渡邊雄太(ラプターズ)本契約半日前、ニック・ナースHCかく語りき

渡邊は4月に入ってからの10試合で爆発的な活躍を見せている(写真をクリックすると日本時間4月9日の対シカゴ・ブルズ戦試合後会見のでのインタビュー映像を見られます)

 

 キャリアハイの21得点を含む3試合連続2ケタ得点と3連勝。渡邊雄太がコート上で結果を出し続けた後の日本時間2021年4月19日夜(アメリカ時間同日朝)、トロント・ラプターズからうれしい一報が舞い込んだ。渡邊がラプターズとの間でNBAプレーヤーとして本契約を結んだのだ。子どもの頃からの夢だったNBA入りはもちろんすでに果たしている。しかし今回の契約により、ツーウェイ契約でどうしてもつきまとう「Gリーグ」の肩書きを気にする必要がなくなり、文字通りのNBAプレーヤー渡邊雄太が誕生した。
 この本契約発表からちょうど半日ほど前の時間帯に行われたラプターズとオクラホマシティ・サンダーの試合で、渡邊は10得点(フィールドゴール成功率50.0%、3P成功率50.0%、フリースロー成功率75.0%)に4リバウンド、4アシストという成績を残し、112-106の勝利に貢献していた。4月に入ってからの渡邊は、主力の欠場もあり出場機会が得られやすいという外的な要因もあるが、コートに立つたびに目を引くプレーを披露して評価を上昇させ続けている。
 ニック・ナースHCはシーズンを通じて、会見の場でたびたび渡邊のプレーについて良くなっている点、改善が必要な点を忌憚なく語ってきている。しばらく前の会見では、渡邊の質問に答える時間を「楽しんでいますよ」と話してくれたことがあった。それほど、ナースHCの目には渡邊の成長が前向きな要素として映っているのだろうと思える。
 サンダーとの試合が始まる2時間ほど前に行われた会見でも、ナースHCの渡邊に対する高評価を感じさせるコメントが得られたのだが、その中で2点、それまでとは異なる感覚を受ける要素があった(だからと言って筆者が本契約を予感したりと言ったことはまったくないが、とにかく「おや?」と思ったのは事実だ)。

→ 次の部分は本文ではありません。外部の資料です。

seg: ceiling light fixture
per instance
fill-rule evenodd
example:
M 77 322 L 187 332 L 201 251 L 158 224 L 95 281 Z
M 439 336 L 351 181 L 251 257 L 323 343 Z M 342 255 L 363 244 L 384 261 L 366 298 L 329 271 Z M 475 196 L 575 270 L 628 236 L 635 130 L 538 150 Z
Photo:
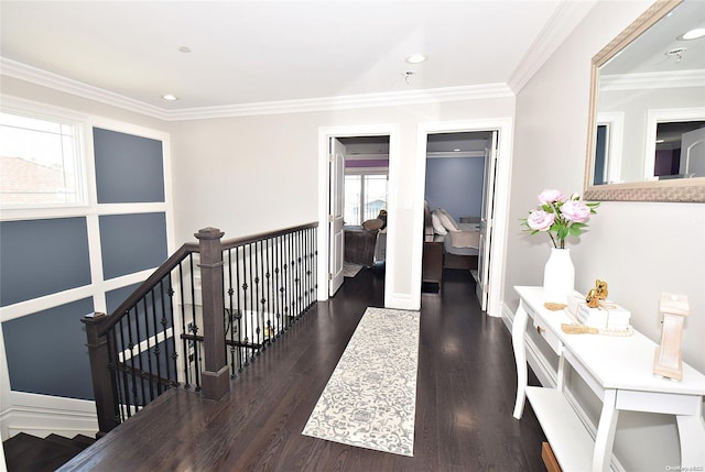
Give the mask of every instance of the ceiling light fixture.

 こちらからの質問は「ユウタの4月の数字を調べたところ平均8.6得点、4.2リバウンド、1.2アシストといった数字で、これは例えば1ヵ月ほど前、出場時間がもらえるかわからなかったような時期には想像できないものでした。このような急上昇はあなたから見てどれくらいまれなものですか」というものだ。これらのアベレージは一見ごくありふれたものでしかないのは承知している。しかし、前月を振り返ると、例えば3月19日から28日までに行われた6試合中、渡邊の出場は1試合のみ。しかもコートに立ったのは5分43秒だけだった。それが4月に入ってからは日程に組み込まれた10試合すべてに出場して4試合で2ケタ得点を記録し、キャリアハイを2度更新している(アメリカ時間4月14日の対クリーブランド・キャバリアーズ戦で14得点、同16日の対オーランド・マジック戦で21得点を記録)。
 ナースHCはこの質問に対して、どれだけまれかではなくどれだけ好ましいかという方向性で、以下のような回答をしてくれた。

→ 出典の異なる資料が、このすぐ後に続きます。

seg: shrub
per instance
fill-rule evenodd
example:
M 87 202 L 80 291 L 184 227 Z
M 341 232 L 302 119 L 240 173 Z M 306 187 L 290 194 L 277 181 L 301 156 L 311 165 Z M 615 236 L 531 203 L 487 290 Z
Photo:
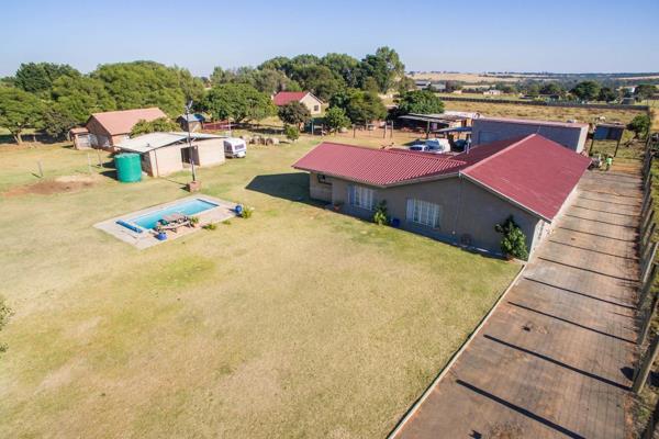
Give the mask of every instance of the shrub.
M 503 223 L 496 224 L 494 229 L 502 234 L 501 251 L 506 257 L 517 259 L 528 259 L 528 250 L 526 249 L 526 235 L 520 228 L 513 215 L 509 216 Z
M 254 213 L 254 209 L 253 207 L 245 206 L 243 209 L 243 212 L 241 212 L 241 217 L 245 218 L 245 219 L 250 218 L 253 213 Z
M 378 203 L 376 207 L 376 213 L 373 214 L 373 223 L 379 226 L 383 226 L 389 223 L 389 217 L 387 216 L 387 201 L 382 200 Z
M 298 138 L 300 138 L 300 130 L 298 130 L 297 126 L 286 125 L 283 127 L 283 134 L 286 135 L 286 138 L 291 142 L 295 142 Z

「まず思うのは、とても興味深いということです。これまでこの場でこうした会話を積み重ねてきました。3週間前には『動きが良くなってきた、いい感じだ、自分らしいプレーができるようになってきた』と話していたのが、それまで望んでいたことのほとんどができるようになっています。何だかそれは、この場で一緒にコーチしているような感じです。それを彼も聞いているんですよ(笑) そして彼は私が望んだほとんどのことをできています」
“I think it’s really interesting first of all. I think that you phrase your question just as we’ve kind of had these conversations. It seems like…, three weeks ago I was saying to you “looks like he’s moving better, feeling better, more like himself. Now we need him to be more aggressive” it’s almost like you and I are coaching him together here because he’s listening. And he’s doing exactly…, almost exactly what I said.”

 

日本時間4月19日の対サンダー戦試合前会見でのナースHC(写真をクリックするとインタビュー映像を見られます)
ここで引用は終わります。